The Irish have a saying about this topic. Throw your cap over the wall. You’ll have no choice but to go after it. The race to the moon, described in these terms, was achieved in record time.

Is it enough? Yes, if the focus is constant. A writer is essentially creating something out of nothing. It feels, at times in the dark nights of despair, that the nothing wants its nothingness back. Anything worth doing, is worth doing well.

Books have shaped my life; they have given meaning to my very existence. Sharing our stories, telling others about the beauty of North Idaho, about the people who came before us, unearthing great moments in history and bringing them to life, that has meaning.

My father had a book of poems reprinted that were written by his grandfather. When he gave me that book, I had a glimpse of another light, one that had fallen away in the busy post-war years. I knew the heart of a man I had not had the privilege to know except through his poems.

He helped set my path. I would not dare to presume I could do the same, but it has always been my intent. I want to share what I have gleaned with someone who will never meet me or see me, but will know something of me, nevertheless.

That is why I am given to writing.


The Literary Marriage


August 19th, 1978

Howard Nicholas Brinton marries Elizabeth Irene Smythe


Very early in our relationship my husband professed his intent to see me achieve my writing dreams.
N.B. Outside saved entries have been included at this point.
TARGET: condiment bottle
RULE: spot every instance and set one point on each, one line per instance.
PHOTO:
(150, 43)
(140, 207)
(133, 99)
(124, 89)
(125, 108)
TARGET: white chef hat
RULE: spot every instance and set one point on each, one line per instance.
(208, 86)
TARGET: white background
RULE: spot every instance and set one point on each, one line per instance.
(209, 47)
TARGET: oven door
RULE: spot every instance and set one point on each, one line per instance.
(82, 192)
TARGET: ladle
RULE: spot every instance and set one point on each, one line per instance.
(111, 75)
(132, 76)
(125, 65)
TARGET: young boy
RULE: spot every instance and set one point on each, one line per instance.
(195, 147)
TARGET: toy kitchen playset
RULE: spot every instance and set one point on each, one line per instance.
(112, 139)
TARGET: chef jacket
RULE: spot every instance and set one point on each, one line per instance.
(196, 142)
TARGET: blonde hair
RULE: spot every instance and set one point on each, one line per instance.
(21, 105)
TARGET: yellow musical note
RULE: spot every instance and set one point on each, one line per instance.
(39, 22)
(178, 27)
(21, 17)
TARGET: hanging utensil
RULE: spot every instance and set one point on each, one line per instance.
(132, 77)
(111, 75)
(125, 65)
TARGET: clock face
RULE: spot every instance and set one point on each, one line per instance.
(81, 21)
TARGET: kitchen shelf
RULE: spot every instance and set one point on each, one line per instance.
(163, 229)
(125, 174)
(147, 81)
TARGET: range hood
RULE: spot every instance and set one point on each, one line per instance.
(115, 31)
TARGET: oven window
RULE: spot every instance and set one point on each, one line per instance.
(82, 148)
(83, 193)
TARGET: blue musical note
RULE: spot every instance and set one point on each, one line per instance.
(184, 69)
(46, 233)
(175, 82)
He told me that it would happen. There have been many times when I have asked him if he wasn’t perhaps deluded, or just plain wrong. These are joking comments from me because his steadfast belief has sustained me from start to finish.

Many writers have described unions where both parties are committed to the literary life. Female writers joke about needing a wife, one who types each draft, brings lunch in on a tray and does not say a word while the genius is at work. If early success yielded substantial financial success, that just might work, but for most of us, it is not that cut and dried.

 The ups and downs are all imaginary.

He asks, “How was your day?”

“A new character arrived!”

“That’s great!”

Or, “How was your day?”

“My novel is falling apart. I just wasted the last decade, no the last four decades, no my entire life. I should have gone to law school.”

“How was your day?”

“My agent called. The book is going to auction. There’s talk of a movie deal too. They think it will be perfect for Johnny Depp.”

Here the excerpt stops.